Clinical Impact of Microbiome Characteristics in Treatment-Naïve Extranodal NK/T-Cell Lymphoma PatientsOriginal paper
What was studied?
Stool samples from 40 newly diagnosed, treatment-naive patients with extranodal natural killer/T-cell lymphoma (ENKTL) were analyzed to characterize the gut microbiome and its clinical associations.
How was it studied?
Whole genome shotgun sequencing was performed on stool samples and compared against healthy controls, with additional comparison to diffuse large B-cell lymphoma (DLBCL) patients.
What did they find?
ENKTL patients had reduced alpha diversity versus healthy controls, and Enterobacteriaceae abundance drove the beta diversity difference between groups. Enterobacteriaceae correlated with C-reactive protein, disease stage, PINK and PINK-E prognostic scores, early relapse, and shorter progression-free survival.

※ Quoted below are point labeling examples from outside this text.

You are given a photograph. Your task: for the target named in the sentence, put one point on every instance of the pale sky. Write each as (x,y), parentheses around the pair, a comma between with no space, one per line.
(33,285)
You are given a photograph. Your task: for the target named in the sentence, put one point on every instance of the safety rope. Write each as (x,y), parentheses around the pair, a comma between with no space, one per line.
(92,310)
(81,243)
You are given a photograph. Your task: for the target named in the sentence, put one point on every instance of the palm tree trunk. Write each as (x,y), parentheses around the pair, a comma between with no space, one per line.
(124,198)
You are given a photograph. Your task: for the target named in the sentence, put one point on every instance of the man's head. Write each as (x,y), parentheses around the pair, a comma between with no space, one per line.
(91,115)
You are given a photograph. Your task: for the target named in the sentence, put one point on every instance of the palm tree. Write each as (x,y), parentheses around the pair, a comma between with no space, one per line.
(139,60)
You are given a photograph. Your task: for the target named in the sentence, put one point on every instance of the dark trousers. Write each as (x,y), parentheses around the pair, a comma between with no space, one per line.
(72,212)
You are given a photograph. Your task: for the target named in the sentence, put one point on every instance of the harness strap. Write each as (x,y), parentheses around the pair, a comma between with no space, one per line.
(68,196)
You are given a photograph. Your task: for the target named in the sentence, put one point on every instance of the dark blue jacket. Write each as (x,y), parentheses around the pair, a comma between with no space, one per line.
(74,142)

ENKTL showed a distinct dominance of Escherichia, unlike the Enterobacter and Citrobacter prevalence seen in DLBCL, and Escherichia abundance correlated with tissue PD-L1 levels.
Why it matters
These findings suggest the ENKTL gut microbiome, particularly Enterobacteriaceae and Escherichia, may serve as a biomarker of disease severity and outcome and could play a role in lymphomagenesis, warranting further study.